Naturally Occurring Elements in Nebraska’s Groundwater: Part 1 of a Series - Calcium and Magnesium

Naturally Occurring Elements in Nebraska’s Groundwater: Part 1 of a Series - Calcium and Magnesium

infographic of water ion exchange

Caption:  A simple overview of how the water softening process works. As hard water enters the water softener, it filters through a resin that is supersaturated with a sodium (Na) brine. The calcium (Ca) and magnesium (Mg) in the hard water attach to the resin beads and are exchanged for sodium (Na), thus making soft water for use throughout the home. Over time, the exchange resin becomes saturated with Ca and Mg and has to be regenerated with the Na brine solution so an effective water softening process can continue. (Graphic by Nebraska Extension)

There are naturally occurring elements and minerals within Nebraska's geology, and with that, it is not uncommon to find them in Nebraska’s groundwater. Calcium, magnesium, iron, manganese, fluoride, arsenic, and uranium are among the elements found in Nebraska.

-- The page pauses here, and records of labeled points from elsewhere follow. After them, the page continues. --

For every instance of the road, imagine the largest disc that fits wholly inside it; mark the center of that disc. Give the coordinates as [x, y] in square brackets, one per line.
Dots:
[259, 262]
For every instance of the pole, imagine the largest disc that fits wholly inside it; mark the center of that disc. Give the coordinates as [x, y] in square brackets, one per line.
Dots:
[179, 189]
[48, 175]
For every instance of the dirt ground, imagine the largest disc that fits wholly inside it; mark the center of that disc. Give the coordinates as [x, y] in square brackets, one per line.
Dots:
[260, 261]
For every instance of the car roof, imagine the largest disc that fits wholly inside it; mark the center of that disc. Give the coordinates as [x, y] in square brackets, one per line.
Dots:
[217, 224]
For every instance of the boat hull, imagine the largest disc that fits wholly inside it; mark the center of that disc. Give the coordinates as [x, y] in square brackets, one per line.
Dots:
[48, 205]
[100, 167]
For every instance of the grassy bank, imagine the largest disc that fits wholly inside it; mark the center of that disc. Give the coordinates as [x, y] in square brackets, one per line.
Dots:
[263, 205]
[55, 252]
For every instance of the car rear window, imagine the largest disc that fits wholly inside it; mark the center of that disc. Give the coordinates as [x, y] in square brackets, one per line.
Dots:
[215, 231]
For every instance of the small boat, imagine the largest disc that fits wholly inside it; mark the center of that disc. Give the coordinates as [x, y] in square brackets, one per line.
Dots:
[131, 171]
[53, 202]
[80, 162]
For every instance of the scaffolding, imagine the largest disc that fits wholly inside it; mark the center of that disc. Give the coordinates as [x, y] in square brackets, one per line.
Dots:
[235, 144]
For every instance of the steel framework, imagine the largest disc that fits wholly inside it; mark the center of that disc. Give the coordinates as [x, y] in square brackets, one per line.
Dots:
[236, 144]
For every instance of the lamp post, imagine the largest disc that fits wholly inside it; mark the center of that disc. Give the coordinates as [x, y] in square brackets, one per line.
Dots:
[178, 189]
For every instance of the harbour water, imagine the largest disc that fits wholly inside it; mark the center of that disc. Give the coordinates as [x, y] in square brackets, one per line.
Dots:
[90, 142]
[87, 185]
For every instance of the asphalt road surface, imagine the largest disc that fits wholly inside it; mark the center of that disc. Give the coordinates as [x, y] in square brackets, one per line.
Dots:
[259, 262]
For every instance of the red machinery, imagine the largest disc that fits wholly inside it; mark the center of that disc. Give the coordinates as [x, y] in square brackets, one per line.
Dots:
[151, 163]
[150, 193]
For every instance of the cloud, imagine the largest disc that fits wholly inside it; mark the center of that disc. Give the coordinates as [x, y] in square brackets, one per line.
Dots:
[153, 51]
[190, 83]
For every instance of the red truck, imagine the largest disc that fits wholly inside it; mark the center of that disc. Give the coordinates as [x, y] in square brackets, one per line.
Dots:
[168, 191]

Over the coming months, I will spotlight each of these elements. While every day should be “Groundwater Day” in Nebraska, March 7–13, is National Groundwater Week this year. To kick off the celebration, this month’s featured elements are calcium and magnesium.

Calcium and Magnesium are elements that make a water considered “hard.” They are common metallic elements found within the soils and rock formations throughout Nebraska’s geology. Neither have a health risk affiliated with them. They are generally each considered more of a nuisance element because of their potential to cause mineral build-up/scale layer within hot water heaters, water pipes, boilers and other plumbing fixtures. These minerals also cause poor performance of soap and detergents.

Hard water is most often treated with an ion exchange water softener that has sodium chloride or potassium chloride added to make the water less hard. People who have to watch their salt intake will want to avoid consuming water softened with sodium and either use a potassium chloride product or drink the hard water instead.

Most hard water contributes a small amount to the total calcium and magnesium required in one’s diet, but in some instances, it can be a major contributor. An ion exchange treatment system is considered point of entry (POE) treatment equipment, meaning that it treats all of the water coming into the home or building.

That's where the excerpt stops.